El drama que enfrentan esta temporada los productores de cerezas de Quinchamalí y otras zonas de la región, quienes no tienen mercado para su fruta, es el reflejo de un problema estructural que enfrenta la pequeña agricultura, un sector desprotegido frente a políticas económicas que no consideraron medidas para evitar la crisis desatada en el mundo rural.
Los pequeños cereceros, cuyos huertos no superan una hectárea, trabajan todo el año en sus cultivos, porque son su principal sustento. Y si bien la actividad agrícola está llena de incertidumbres y riesgos, el escenario actual sin poderes compradores para su producción no estaba ni en sus peores pesadillas.
Los grandes volúmenes de cerezas para exportación de este año aumentaron también el descarte, dadas las mayores exigencias de calibre del mercado chino. Ello, sumado a los efectos del paro de camioneros, hizo que la cereza de descarte de grandes productores terminara inundando el mercado nacional y desplazando la tradicional oferta de fruta local.
Como cada temporada, los pequeños productores de la zona vendían sus cerezas a intermediarios que la comercializaban en Chillán, Concepción, Los Ángeles y Temuco, entre otros; así como también a poderes compradores que la destinaban a la agroindustria, para la elaboración de conservas y marrasquino. Sin embargo, a pocos días de iniciada la temporada, los mercados dejaron de recibir fruta de Ñuble y los poderes compradores se inclinaron por los precios del descarte: 100 pesos por kilo, un monto irrisorio que no alcanza a cubrir el costo de la mano de obra para la cosecha.
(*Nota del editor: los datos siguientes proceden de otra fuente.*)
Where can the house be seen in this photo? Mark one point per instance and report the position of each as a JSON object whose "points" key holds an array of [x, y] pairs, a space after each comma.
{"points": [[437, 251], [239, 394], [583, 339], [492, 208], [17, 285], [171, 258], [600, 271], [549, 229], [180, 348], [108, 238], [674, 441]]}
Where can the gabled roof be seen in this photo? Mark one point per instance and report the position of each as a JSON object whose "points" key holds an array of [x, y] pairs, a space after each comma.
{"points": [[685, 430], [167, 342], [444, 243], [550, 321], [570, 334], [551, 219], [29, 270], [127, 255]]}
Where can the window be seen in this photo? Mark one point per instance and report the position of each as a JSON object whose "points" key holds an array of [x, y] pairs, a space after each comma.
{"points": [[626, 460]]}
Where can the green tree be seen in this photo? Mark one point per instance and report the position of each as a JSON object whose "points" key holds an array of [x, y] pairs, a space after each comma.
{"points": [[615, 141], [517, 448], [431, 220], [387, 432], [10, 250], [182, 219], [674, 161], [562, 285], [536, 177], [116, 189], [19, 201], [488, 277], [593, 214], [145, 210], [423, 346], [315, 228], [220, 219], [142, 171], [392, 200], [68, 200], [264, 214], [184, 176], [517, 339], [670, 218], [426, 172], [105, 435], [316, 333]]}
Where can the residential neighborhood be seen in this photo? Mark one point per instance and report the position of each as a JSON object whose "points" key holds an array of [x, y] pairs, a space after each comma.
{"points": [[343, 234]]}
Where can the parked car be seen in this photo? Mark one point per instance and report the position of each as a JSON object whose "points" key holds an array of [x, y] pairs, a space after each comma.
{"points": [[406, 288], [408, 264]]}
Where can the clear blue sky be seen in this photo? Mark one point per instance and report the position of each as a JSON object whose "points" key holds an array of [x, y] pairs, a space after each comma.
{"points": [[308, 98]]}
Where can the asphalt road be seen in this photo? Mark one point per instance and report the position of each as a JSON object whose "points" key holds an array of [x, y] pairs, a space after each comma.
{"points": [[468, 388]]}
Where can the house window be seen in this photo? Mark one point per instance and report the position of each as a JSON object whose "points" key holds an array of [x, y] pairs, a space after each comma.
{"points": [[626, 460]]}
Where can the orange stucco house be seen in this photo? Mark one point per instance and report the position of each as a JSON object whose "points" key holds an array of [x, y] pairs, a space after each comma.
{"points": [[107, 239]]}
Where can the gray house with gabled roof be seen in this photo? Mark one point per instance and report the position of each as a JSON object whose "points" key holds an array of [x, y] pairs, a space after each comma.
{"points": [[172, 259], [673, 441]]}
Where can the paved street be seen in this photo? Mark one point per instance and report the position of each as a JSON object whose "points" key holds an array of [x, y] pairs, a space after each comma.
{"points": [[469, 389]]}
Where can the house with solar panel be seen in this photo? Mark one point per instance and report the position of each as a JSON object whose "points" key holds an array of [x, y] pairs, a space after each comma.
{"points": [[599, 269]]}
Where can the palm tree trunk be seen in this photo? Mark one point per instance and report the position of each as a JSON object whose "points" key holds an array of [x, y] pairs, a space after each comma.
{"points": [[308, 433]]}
Así, más de 140 mil kilos de cereza de la tradicional variedad Corazón de Paloma se quedarán en los árboles sin cosechar, ante la mirada silente del mercado y de algunas autoridades. Ningún parlamentario, alcalde o representante del Gobierno ha alzado la voz para expresar su preocupación por lo que esta crisis significa para más de 300 productores.
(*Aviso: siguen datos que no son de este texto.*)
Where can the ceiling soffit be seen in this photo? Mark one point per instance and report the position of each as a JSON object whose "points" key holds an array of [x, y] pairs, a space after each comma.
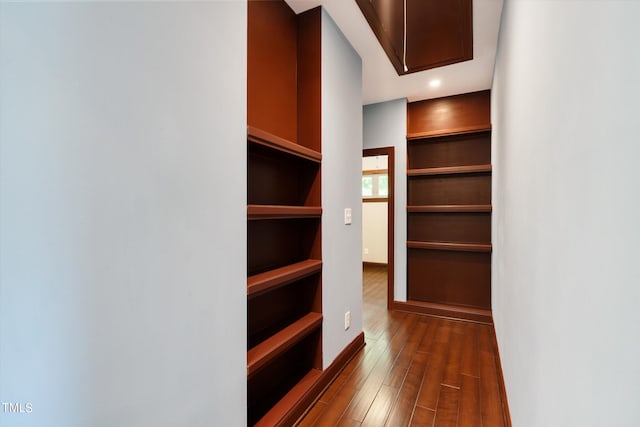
{"points": [[437, 32]]}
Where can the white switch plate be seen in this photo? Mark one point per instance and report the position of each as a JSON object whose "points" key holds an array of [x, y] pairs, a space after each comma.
{"points": [[347, 216]]}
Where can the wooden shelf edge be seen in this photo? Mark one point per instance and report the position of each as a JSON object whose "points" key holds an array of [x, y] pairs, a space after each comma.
{"points": [[269, 349], [257, 212], [449, 208], [448, 132], [272, 279], [280, 410], [449, 246], [449, 170], [445, 310], [267, 139], [297, 402]]}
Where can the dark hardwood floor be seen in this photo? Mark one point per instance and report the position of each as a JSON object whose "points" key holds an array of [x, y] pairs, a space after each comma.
{"points": [[415, 370]]}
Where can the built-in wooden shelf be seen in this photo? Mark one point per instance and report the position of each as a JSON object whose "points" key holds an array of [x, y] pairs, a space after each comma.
{"points": [[446, 310], [272, 279], [258, 136], [449, 208], [278, 343], [449, 170], [448, 132], [280, 410], [448, 246], [257, 212]]}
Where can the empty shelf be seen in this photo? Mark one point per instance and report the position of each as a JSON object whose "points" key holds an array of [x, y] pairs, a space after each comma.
{"points": [[269, 349], [447, 246], [281, 276], [449, 208], [449, 170], [448, 132], [258, 136], [280, 409], [255, 212]]}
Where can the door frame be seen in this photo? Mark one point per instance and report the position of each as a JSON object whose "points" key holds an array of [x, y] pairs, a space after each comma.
{"points": [[391, 167]]}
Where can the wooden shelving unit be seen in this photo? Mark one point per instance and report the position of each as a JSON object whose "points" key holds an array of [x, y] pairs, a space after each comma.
{"points": [[256, 212], [278, 343], [284, 212], [449, 206]]}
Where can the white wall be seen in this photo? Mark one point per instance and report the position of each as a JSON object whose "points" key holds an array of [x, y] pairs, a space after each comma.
{"points": [[374, 218], [341, 188], [374, 232], [385, 125], [122, 213], [566, 292]]}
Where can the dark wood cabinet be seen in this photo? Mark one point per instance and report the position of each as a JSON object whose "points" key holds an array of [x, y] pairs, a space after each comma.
{"points": [[284, 254], [449, 205]]}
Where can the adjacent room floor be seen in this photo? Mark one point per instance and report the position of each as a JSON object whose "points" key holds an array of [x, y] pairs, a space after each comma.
{"points": [[415, 370]]}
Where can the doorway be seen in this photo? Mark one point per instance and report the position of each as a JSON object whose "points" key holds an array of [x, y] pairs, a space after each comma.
{"points": [[378, 193]]}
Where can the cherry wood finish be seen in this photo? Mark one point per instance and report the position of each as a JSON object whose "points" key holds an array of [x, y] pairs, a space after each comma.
{"points": [[273, 312], [275, 178], [309, 79], [449, 207], [278, 343], [469, 149], [277, 243], [457, 189], [449, 170], [455, 227], [267, 139], [450, 277], [273, 386], [271, 279], [450, 115], [284, 213], [413, 371], [449, 311], [272, 100], [448, 246], [437, 33]]}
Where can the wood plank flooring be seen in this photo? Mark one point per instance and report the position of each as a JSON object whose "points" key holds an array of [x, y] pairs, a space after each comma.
{"points": [[414, 371]]}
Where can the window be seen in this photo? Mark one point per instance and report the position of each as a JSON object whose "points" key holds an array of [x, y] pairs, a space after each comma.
{"points": [[375, 184]]}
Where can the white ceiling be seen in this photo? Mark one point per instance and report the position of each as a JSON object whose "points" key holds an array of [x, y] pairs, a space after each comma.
{"points": [[380, 80]]}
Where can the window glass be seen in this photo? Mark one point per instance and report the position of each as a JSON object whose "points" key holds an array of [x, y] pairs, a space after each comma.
{"points": [[367, 186]]}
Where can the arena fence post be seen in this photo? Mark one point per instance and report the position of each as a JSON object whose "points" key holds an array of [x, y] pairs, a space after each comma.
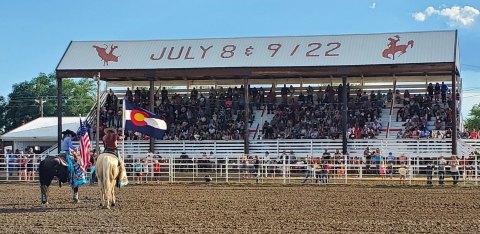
{"points": [[170, 170], [8, 169], [284, 169], [476, 169], [410, 171], [345, 167], [226, 169], [216, 169]]}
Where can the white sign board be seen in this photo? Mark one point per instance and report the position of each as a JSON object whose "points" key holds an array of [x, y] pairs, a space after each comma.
{"points": [[389, 48]]}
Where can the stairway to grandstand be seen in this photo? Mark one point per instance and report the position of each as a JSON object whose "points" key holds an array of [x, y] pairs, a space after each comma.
{"points": [[255, 130]]}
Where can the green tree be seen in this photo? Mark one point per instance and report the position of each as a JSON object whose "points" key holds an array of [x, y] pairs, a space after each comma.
{"points": [[78, 97], [473, 122]]}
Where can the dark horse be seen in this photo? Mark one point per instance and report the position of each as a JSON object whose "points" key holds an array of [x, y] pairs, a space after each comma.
{"points": [[49, 168]]}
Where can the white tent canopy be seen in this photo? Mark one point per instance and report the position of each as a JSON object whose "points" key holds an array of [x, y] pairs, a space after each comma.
{"points": [[41, 129]]}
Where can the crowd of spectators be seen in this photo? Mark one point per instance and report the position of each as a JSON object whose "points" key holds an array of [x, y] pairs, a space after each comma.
{"points": [[418, 110], [216, 115], [318, 114], [311, 113]]}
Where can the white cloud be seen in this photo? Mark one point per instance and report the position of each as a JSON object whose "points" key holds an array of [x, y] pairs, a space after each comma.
{"points": [[419, 16], [463, 16]]}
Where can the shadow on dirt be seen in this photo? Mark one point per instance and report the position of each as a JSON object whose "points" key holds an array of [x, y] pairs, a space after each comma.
{"points": [[32, 210]]}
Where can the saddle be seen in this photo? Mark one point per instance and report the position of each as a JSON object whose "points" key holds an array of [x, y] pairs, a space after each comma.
{"points": [[63, 159]]}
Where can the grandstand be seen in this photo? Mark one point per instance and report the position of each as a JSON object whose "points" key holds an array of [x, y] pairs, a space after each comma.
{"points": [[250, 95]]}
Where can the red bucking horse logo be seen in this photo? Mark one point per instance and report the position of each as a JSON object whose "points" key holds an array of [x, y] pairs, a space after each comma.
{"points": [[393, 48], [106, 57]]}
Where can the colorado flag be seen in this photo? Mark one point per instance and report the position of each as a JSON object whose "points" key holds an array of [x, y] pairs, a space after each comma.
{"points": [[143, 121]]}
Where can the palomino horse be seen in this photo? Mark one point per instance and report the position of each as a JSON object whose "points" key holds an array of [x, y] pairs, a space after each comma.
{"points": [[108, 169]]}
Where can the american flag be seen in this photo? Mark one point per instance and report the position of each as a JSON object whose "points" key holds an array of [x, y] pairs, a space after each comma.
{"points": [[84, 146]]}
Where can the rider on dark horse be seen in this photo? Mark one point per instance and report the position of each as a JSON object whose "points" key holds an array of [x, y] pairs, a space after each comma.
{"points": [[110, 142], [76, 174]]}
El problema es que la pequeña agricultura no es competitiva, ya que, en el caso de los productos frescos a granel, las rentabilidades se logran con grandes volúmenes, y éste no es el caso. Una situación similar ocurre con los viñateros del Valle del Itata, que pese a los esfuerzos del Estado por fomentar la asociatividad y abrir nuevos canales de comercialización, en la práctica, los precios de venta de la uva vinífera siguen siendo bajos, inferiores a los costos de producción.
Pero lo más grave es que viene a reafirmar los argumentos de miles de jóvenes que han decidido emigrar del campo, en busca de mejores oportunidades laborales y mayores ingresos, con la determinación de no querer volver. El reciente Censo Agropecuario 2021 confirmó el acelerado proceso de envejecimiento de la población rural, por lo que no es exagerado plantear que la agricultura familiar campesina corre el riesgo de desaparecer, y con ella, su acervo cultural.
¿Qué futuro puede ofrecer el campo a los jóvenes si los ingresos que genera no permiten subsistir? Los propios agricultores reconocen con un nudo en la voz que no desean para sus hijos la desesperanza y la pobreza que han debido enfrentar, con sentimientos encontrados al ver que nadie heredará el amor por la tierra.
La falta de una política de fomento al agro, que más allá del asistencialismo promueva el desarrollo de los productores, le costará al país no solo la destrucción de la cultura rural, sino que también convertirá a la seguridad alimentaria en una mera ilusión.